ANNAPOLIS, Md. -- By all accounts, including hers, Haley Scott was just an average college swimmer. No top national times, no Olympic moments.
She's Haley Scott DeMaria now, suburban housewife and happily married mother of two. She wrote a book about herself, to be released June 2, so there has to be something more to the story.
There is. Much more.
A little past midnight in the wee hours of Jan. 24, 1992, Scott, an 18-year-old freshman, and her Notre Dame swim team were on the Indiana Toll Road in a chartered bus. They had competed against Northwestern in Chicago, and were four miles from their South Bend exit. They had just finished watching a Julia Roberts' movie, "Dying Young."
It had been a warm day in wintry northern Indiana. Scott DeMaria laughs about that now. The Irish had recruited her from Xavier College Prep School in Phoenix and brought her in one day in February when the temperature was 60 degrees. That happens about every 75 years.

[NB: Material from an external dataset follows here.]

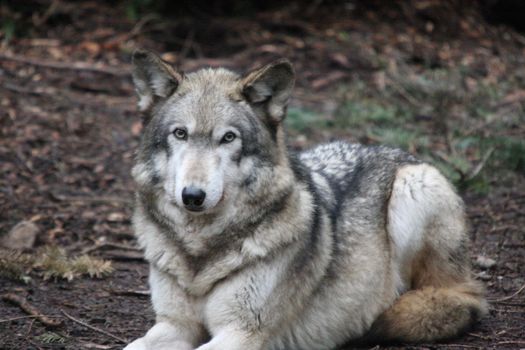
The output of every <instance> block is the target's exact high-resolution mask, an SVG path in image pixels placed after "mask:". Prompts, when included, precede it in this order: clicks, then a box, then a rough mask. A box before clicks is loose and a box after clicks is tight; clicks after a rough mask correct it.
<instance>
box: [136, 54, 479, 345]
mask: <svg viewBox="0 0 525 350" xmlns="http://www.w3.org/2000/svg"><path fill="white" fill-rule="evenodd" d="M138 56H139V58H140V59H135V60H134V62H135V65H136V67H135V74H134V77H135V83H136V84H137V92H138V94H139V98H140V101H142V102H141V103H142V104H143V105H144V101H147V102H150V103H151V104H150V105H148V106H147V107H148V108H147V110H148V111H149V112H148V113H149V115H150V117H149V118H148V120H149V123H148V124H147V125H146V128H145V131H144V134H143V137H142V141H141V145H140V148H139V151H138V155H137V163H136V166H135V167H134V170H133V175H134V177H135V179H136V182H137V185H138V191H137V204H136V210H135V215H134V226H135V231H136V234H137V237H138V239H139V242H140V244H141V245H142V246H143V248H144V249H145V257H146V259H147V260H148V261H149V262H150V265H151V277H150V284H151V288H152V302H153V306H154V309H155V311H156V314H157V325H156V326H155V327H153V328H152V329H151V330H150V331H149V332H148V334H147V335H146V336H145V337H143V338H140V339H138V340H136V341H135V342H133V343H132V344H130V345H129V346H128V347H127V348H126V349H129V350H144V349H175V348H177V349H194V348H198V349H199V350H212V349H216V350H219V349H234V350H235V349H239V350H240V349H248V348H249V349H330V348H334V347H336V346H338V345H341V344H343V343H344V342H346V341H349V340H352V339H356V338H359V337H361V336H363V335H364V334H365V333H366V332H367V331H368V330H369V329H370V328H371V326H372V323H373V322H374V321H375V320H377V319H378V318H380V317H382V319H381V322H376V325H379V324H380V325H381V327H379V326H378V327H377V329H378V332H379V333H378V334H382V333H381V332H383V334H384V336H385V338H386V337H388V332H389V331H392V330H391V329H390V328H388V327H393V326H392V323H391V322H390V321H389V319H388V317H387V316H389V314H388V309H389V307H395V305H397V304H396V303H397V302H396V300H397V298H399V296H400V295H403V293H405V292H406V291H407V290H409V289H411V288H412V287H414V286H415V285H416V284H417V283H418V281H419V280H415V279H414V278H416V277H414V276H417V275H418V273H419V270H418V267H417V266H415V265H414V262H415V261H417V259H420V258H421V256H422V254H423V252H424V251H425V249H428V250H429V252H431V253H432V254H433V255H432V256H434V255H435V258H432V259H433V260H432V261H430V262H425V264H426V265H425V264H423V265H425V266H427V265H428V266H427V267H428V271H431V269H434V268H436V269H437V270H436V271H437V272H436V273H435V275H436V276H435V278H434V279H430V282H428V281H426V280H425V283H424V285H423V286H419V287H426V286H428V287H432V288H434V287H435V288H445V289H443V290H441V289H438V291H442V292H443V293H445V294H446V293H448V289H446V288H449V287H450V288H451V290H455V289H454V288H456V287H455V286H457V285H461V286H463V285H465V286H466V285H468V286H471V285H472V286H473V285H474V283H473V282H472V281H471V279H470V270H469V267H468V263H467V262H466V261H465V260H464V259H461V258H460V255H461V254H463V253H464V247H465V241H466V236H465V229H464V221H463V211H462V202H461V200H460V199H459V197H457V195H456V194H455V193H454V191H453V189H452V188H451V187H450V185H449V184H448V183H447V182H446V180H444V178H443V177H442V176H441V175H440V174H439V173H438V172H437V171H436V170H435V169H434V168H432V167H431V166H429V165H427V164H424V163H422V162H420V161H419V160H417V159H416V158H414V157H413V156H411V155H409V154H407V153H405V152H403V151H400V150H395V149H391V148H387V147H365V146H362V145H353V144H348V143H345V142H335V143H329V144H324V145H320V146H317V147H315V148H313V149H311V150H308V151H306V152H302V153H299V154H293V153H292V152H291V151H290V150H288V149H287V148H286V145H285V140H284V133H283V127H282V125H281V121H282V118H283V117H284V113H285V111H286V104H287V100H288V98H289V96H290V93H291V89H292V86H293V76H294V73H293V69H292V68H291V65H290V63H289V62H287V61H282V60H281V61H278V62H276V63H273V64H270V65H268V66H265V67H263V68H261V69H259V70H256V71H254V72H251V73H249V74H247V75H245V76H239V75H237V74H235V73H232V72H230V71H227V70H224V69H216V70H212V69H205V70H200V71H197V72H195V73H191V74H188V75H185V76H184V75H182V74H181V73H178V72H175V71H174V70H171V69H169V68H166V66H165V63H163V62H161V60H160V59H158V58H157V57H156V56H155V55H153V54H151V53H145V52H140V53H139V54H138ZM142 72H152V73H151V74H143V73H142ZM155 81H156V82H155ZM166 82H176V84H171V83H170V84H168V85H169V86H171V87H172V88H173V91H170V94H169V95H168V94H165V93H157V94H156V95H155V96H156V97H155V99H154V101H153V100H150V99H149V96H150V95H151V94H152V91H153V92H155V91H156V90H155V89H157V90H158V89H159V88H161V90H162V88H163V87H164V90H162V91H163V92H166V91H168V90H169V89H168V90H167V89H166V88H165V87H166ZM142 107H144V106H142ZM174 128H185V130H187V135H188V136H187V139H186V140H184V141H181V140H175V138H174V137H173V135H172V132H173V130H174ZM217 130H219V131H220V132H219V131H217ZM226 130H230V131H232V130H233V131H234V132H235V135H237V138H236V139H235V140H234V141H232V142H231V144H230V143H228V144H225V143H224V142H223V141H222V139H221V137H220V135H222V134H224V132H225V131H226ZM221 133H222V134H221ZM181 183H182V185H181ZM195 184H198V185H199V186H201V187H202V188H204V189H205V190H206V191H207V192H209V193H211V195H210V197H213V198H212V199H210V202H209V203H208V202H206V210H205V211H204V212H202V213H198V214H195V213H191V212H188V211H186V210H185V209H184V207H183V206H181V203H180V198H179V197H180V193H179V192H180V191H181V188H182V187H183V186H188V185H195ZM217 188H219V189H220V191H219V190H217ZM206 200H208V197H207V199H206ZM411 215H413V216H414V217H413V218H412V217H411ZM411 223H412V224H411ZM458 265H459V267H460V268H457V266H458ZM432 271H434V270H432ZM440 271H445V272H446V273H444V274H443V275H442V274H441V272H440ZM423 272H424V271H423ZM420 279H421V278H420ZM448 281H454V283H453V284H447V283H449V282H448ZM422 283H423V282H422ZM419 287H418V288H419ZM465 288H467V287H465ZM468 288H470V287H468ZM468 288H467V289H468ZM476 288H477V287H472V292H468V293H467V294H468V295H470V294H469V293H471V294H472V295H473V294H474V293H475V292H474V291H475V290H476ZM462 290H463V289H462ZM469 290H470V289H469ZM460 294H461V293H460ZM447 295H448V294H447ZM454 295H455V294H454ZM459 297H460V298H461V297H463V294H461V295H460V296H459ZM465 298H466V299H465V300H467V299H468V297H465ZM476 300H478V299H476ZM467 302H468V303H469V304H468V307H470V308H474V309H475V310H477V311H479V314H480V315H481V314H482V313H483V310H484V301H483V299H482V298H481V297H480V299H479V300H478V301H471V300H470V299H468V300H467V301H465V303H467ZM476 302H478V304H475V303H476ZM448 305H449V304H446V303H445V305H444V307H443V310H445V311H442V310H441V309H440V310H441V311H442V312H441V311H440V310H434V309H432V308H429V309H431V310H429V311H428V314H429V316H428V317H430V318H431V317H434V316H433V315H436V314H437V313H438V311H439V312H441V314H443V315H445V316H444V319H445V320H446V319H447V317H448V316H447V315H448V314H447V313H451V312H453V311H450V310H449V309H448V308H447V307H448ZM465 305H466V304H465ZM447 310H448V311H447ZM401 321H403V322H404V320H401ZM472 321H473V320H466V321H462V322H463V323H461V324H457V325H456V324H451V325H450V326H449V328H450V331H448V330H447V331H443V330H442V329H447V327H441V328H439V327H438V328H439V329H438V328H436V329H433V328H429V330H428V331H424V330H421V331H420V332H419V333H417V337H419V338H417V337H416V336H414V337H412V338H410V336H408V335H407V336H406V337H404V338H403V339H404V340H406V341H412V339H415V340H434V339H440V338H445V337H446V336H448V335H450V334H455V333H454V332H456V333H457V330H458V329H460V328H461V327H464V326H466V325H468V324H470V323H469V322H472ZM443 322H444V321H443ZM385 327H387V328H385ZM392 332H393V331H392ZM425 332H427V333H425ZM447 332H448V333H447ZM208 336H211V340H210V341H209V342H207V343H205V344H203V342H204V341H205V340H206V338H207V337H208ZM201 344H203V345H201ZM199 345H200V346H199Z"/></svg>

"I thought, hey, I can handle this," she recalls.
The warmth that January day, however, turned cold and snowy that night, and the snow turned quickly to ice. Scott DeMaria recalls the bus passing a car, then veering back to the right lane. "I thought we were exiting," she says.

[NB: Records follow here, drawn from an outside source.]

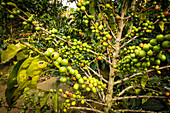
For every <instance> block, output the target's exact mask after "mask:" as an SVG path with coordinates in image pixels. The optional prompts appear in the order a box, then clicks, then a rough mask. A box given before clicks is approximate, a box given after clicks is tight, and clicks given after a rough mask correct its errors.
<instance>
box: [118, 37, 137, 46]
mask: <svg viewBox="0 0 170 113" xmlns="http://www.w3.org/2000/svg"><path fill="white" fill-rule="evenodd" d="M137 37H139V36H135V37H133V38H131V39H130V40H129V41H128V42H125V43H124V44H123V45H122V46H121V47H120V49H121V48H123V47H124V46H126V45H127V44H129V43H130V42H131V41H133V40H134V39H136V38H137Z"/></svg>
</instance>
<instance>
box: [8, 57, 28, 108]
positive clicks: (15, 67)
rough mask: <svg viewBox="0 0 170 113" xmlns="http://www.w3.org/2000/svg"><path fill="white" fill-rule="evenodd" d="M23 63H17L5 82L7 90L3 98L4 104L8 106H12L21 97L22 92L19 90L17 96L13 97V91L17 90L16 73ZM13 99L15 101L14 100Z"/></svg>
mask: <svg viewBox="0 0 170 113" xmlns="http://www.w3.org/2000/svg"><path fill="white" fill-rule="evenodd" d="M24 61H25V59H24V60H21V61H19V62H18V63H17V64H16V65H15V66H14V68H13V70H12V72H11V73H10V75H9V77H8V80H7V89H6V91H5V97H6V102H7V104H8V105H9V106H12V104H13V103H14V102H15V101H16V100H17V99H18V98H19V97H20V96H21V95H20V94H21V92H22V91H23V90H19V91H18V94H17V95H14V92H15V90H16V89H17V88H18V84H17V72H18V70H19V68H20V66H21V64H22V63H23V62H24ZM14 97H15V99H14Z"/></svg>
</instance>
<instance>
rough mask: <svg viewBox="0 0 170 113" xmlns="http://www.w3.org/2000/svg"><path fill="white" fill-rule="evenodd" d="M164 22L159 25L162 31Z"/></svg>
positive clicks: (160, 22)
mask: <svg viewBox="0 0 170 113" xmlns="http://www.w3.org/2000/svg"><path fill="white" fill-rule="evenodd" d="M164 24H165V23H164V22H159V27H160V28H161V30H162V31H164Z"/></svg>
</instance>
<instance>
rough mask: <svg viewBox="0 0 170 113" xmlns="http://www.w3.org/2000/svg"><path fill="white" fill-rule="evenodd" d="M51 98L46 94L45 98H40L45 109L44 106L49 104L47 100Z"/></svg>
mask: <svg viewBox="0 0 170 113" xmlns="http://www.w3.org/2000/svg"><path fill="white" fill-rule="evenodd" d="M49 98H50V94H49V93H45V94H44V96H43V97H41V98H40V105H41V107H43V106H44V105H46V104H47V100H48V99H49Z"/></svg>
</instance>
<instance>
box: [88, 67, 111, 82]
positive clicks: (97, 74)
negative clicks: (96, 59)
mask: <svg viewBox="0 0 170 113" xmlns="http://www.w3.org/2000/svg"><path fill="white" fill-rule="evenodd" d="M86 67H87V68H88V69H90V70H91V71H92V72H93V73H94V74H95V75H97V76H98V77H99V78H101V79H102V80H103V81H104V82H106V83H108V81H107V80H106V79H104V78H103V77H101V75H99V74H98V73H97V72H96V71H94V70H93V69H92V68H91V67H89V66H86Z"/></svg>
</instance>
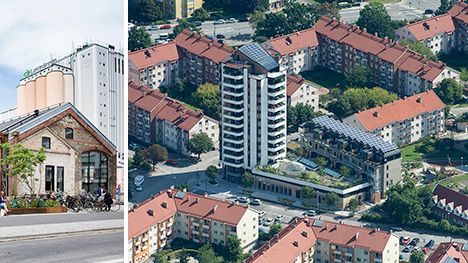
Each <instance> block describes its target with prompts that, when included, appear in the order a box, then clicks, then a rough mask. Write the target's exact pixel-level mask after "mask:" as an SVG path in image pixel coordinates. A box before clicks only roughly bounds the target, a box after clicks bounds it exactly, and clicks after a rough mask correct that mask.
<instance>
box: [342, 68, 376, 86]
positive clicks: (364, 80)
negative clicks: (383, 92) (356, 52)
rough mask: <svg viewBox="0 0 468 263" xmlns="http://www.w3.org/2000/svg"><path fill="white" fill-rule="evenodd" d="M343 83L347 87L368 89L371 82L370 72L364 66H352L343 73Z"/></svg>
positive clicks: (368, 69) (370, 75)
mask: <svg viewBox="0 0 468 263" xmlns="http://www.w3.org/2000/svg"><path fill="white" fill-rule="evenodd" d="M345 81H346V85H347V86H348V87H369V86H370V85H371V82H372V79H371V72H370V70H369V68H368V67H366V66H362V65H357V66H354V67H352V68H351V69H350V70H348V71H346V72H345Z"/></svg>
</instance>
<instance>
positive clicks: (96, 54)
mask: <svg viewBox="0 0 468 263" xmlns="http://www.w3.org/2000/svg"><path fill="white" fill-rule="evenodd" d="M16 90H17V110H16V114H17V115H18V116H21V115H24V114H28V113H31V112H33V111H34V110H36V109H43V108H47V107H51V106H54V105H57V104H59V103H66V102H70V103H72V104H73V105H74V106H75V107H76V108H77V109H78V110H79V111H80V112H81V113H83V114H84V116H86V118H87V119H88V120H89V121H91V122H92V123H93V125H94V126H96V127H97V128H98V129H99V130H100V131H101V132H102V133H103V134H104V135H105V136H106V137H107V138H109V140H110V141H111V142H112V143H113V144H114V145H116V147H117V149H118V154H117V157H118V158H117V164H118V166H119V167H120V168H123V166H124V162H125V159H126V158H125V156H124V153H125V149H126V148H127V145H125V144H124V127H125V126H124V105H125V99H124V98H125V96H124V56H123V54H122V53H120V52H118V51H116V49H115V47H114V46H111V45H108V46H104V45H100V44H96V43H92V44H84V45H82V46H80V47H78V48H77V49H75V50H74V51H73V52H72V53H70V54H68V55H66V56H64V57H62V58H59V59H53V60H51V61H49V62H47V63H45V64H43V65H41V66H39V67H37V68H35V69H33V70H31V71H30V72H29V74H28V75H27V76H25V77H24V78H23V79H21V80H20V84H19V85H18V87H17V89H16ZM121 172H122V173H120V175H121V176H120V177H119V178H120V180H119V182H121V183H122V184H123V169H122V170H121Z"/></svg>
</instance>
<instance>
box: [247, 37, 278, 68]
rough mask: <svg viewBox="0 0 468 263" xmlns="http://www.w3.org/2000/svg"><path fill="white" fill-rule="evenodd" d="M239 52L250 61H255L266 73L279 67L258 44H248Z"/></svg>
mask: <svg viewBox="0 0 468 263" xmlns="http://www.w3.org/2000/svg"><path fill="white" fill-rule="evenodd" d="M239 51H240V52H242V53H243V54H244V55H246V56H247V57H248V58H250V59H251V60H252V61H255V62H256V63H258V64H259V65H260V66H262V67H263V68H265V69H266V70H267V71H271V70H273V69H275V68H278V67H279V64H278V62H276V60H275V59H274V58H273V57H271V56H270V54H268V52H266V50H265V49H263V47H262V46H260V44H259V43H256V42H254V43H250V44H247V45H245V46H242V47H241V48H239Z"/></svg>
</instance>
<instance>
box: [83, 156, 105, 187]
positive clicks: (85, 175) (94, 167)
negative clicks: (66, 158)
mask: <svg viewBox="0 0 468 263" xmlns="http://www.w3.org/2000/svg"><path fill="white" fill-rule="evenodd" d="M81 175H82V189H84V190H86V191H87V192H92V193H94V192H95V191H96V189H98V188H99V187H100V186H103V185H104V186H105V187H106V188H107V189H109V188H108V179H109V158H108V157H107V155H105V154H104V153H101V152H97V151H89V152H85V153H83V154H81Z"/></svg>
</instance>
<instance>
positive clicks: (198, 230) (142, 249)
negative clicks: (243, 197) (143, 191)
mask: <svg viewBox="0 0 468 263" xmlns="http://www.w3.org/2000/svg"><path fill="white" fill-rule="evenodd" d="M128 222H129V223H128V225H129V229H128V239H129V246H130V247H131V253H130V255H131V261H130V262H134V263H139V262H144V261H145V260H147V259H148V258H149V256H150V255H152V254H154V253H156V252H157V251H159V250H161V249H163V248H164V247H166V246H167V244H169V243H170V242H171V241H172V240H173V239H174V238H183V239H187V240H192V241H194V242H197V243H212V244H220V245H224V244H225V243H226V239H227V237H228V236H229V235H234V236H237V237H238V238H239V239H240V241H241V247H242V248H243V249H244V251H245V252H247V251H249V250H250V249H252V248H253V246H254V245H255V243H256V241H257V239H258V212H256V211H254V210H252V209H251V208H249V207H247V206H242V205H238V204H235V203H233V202H228V201H222V200H218V199H214V198H211V197H207V196H201V195H197V194H192V193H189V192H185V191H177V190H174V189H169V190H167V191H164V192H160V193H159V194H157V195H155V196H154V197H153V198H151V199H148V200H146V201H145V202H143V203H141V204H139V205H138V206H137V207H136V208H134V209H132V210H130V211H129V213H128Z"/></svg>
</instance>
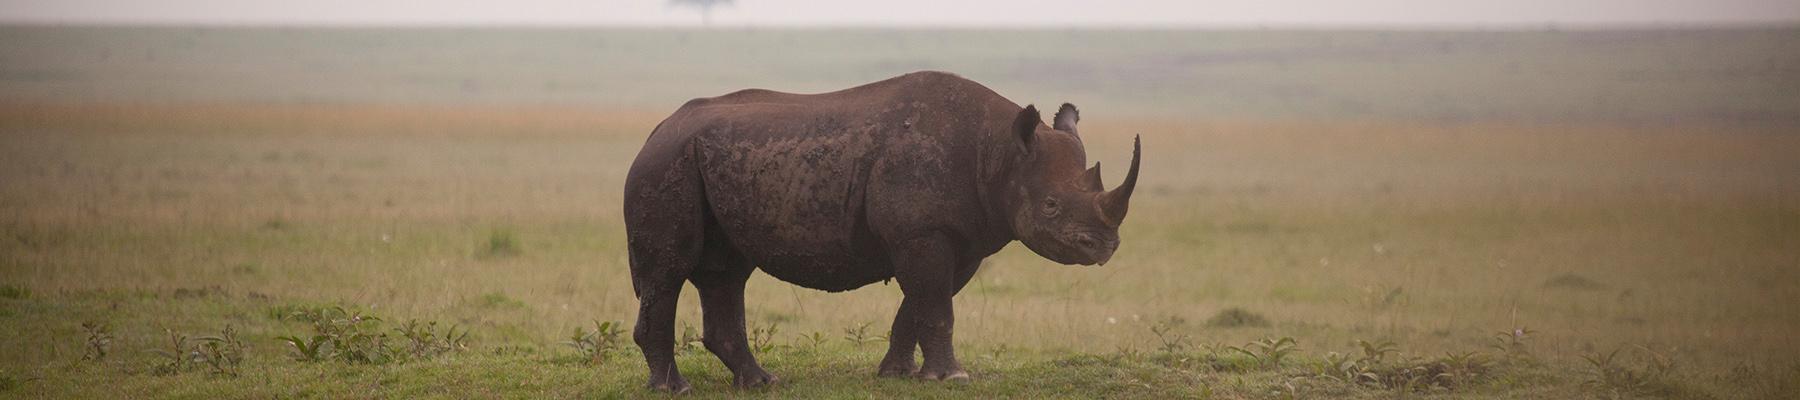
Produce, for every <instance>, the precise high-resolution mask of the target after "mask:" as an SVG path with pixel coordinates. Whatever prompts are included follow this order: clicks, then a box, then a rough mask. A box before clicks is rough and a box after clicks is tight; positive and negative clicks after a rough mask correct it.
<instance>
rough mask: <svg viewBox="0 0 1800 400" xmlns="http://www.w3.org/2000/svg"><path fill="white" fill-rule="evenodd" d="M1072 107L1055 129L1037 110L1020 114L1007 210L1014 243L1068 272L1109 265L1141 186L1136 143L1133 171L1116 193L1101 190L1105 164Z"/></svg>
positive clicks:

Instead, the bus skidded on the ice, left the road, slid sideways down an embankment and, when a wheel hit a concrete culvert, turned over.
Two team members, freshmen Meghan Beeler and Colleen Hipp, were thrown from the bus and killed when it landed on top of them. Scott DeMaria was slammed around inside and ended up next to a window that either popped open or was blown out. She pulled herself out and ended up on her back in the snow.
"I remember telling everybody two things, over and over," she says. "I was cold and my back hurt."
She was dressed in standard Dress Code A for Notre Dame traveling women's teams, cotton skirt and top. She stayed like that, on her back, in the snow, for an hour. Most likely, that is why she is walking today. She had no idea she had broken her spine. The term "paraplegic" hadn't occurred to her, even though it now defined her.
"I noticed when they finally lifted me onto a board for the ambulance, I couldn't move my legs," she says. "But one of the girls who stayed with me reminded me that I had been on my back in the snow for an hour, so I was probably just numb. I'm sure that's what I wanted to hear, so I accepted it."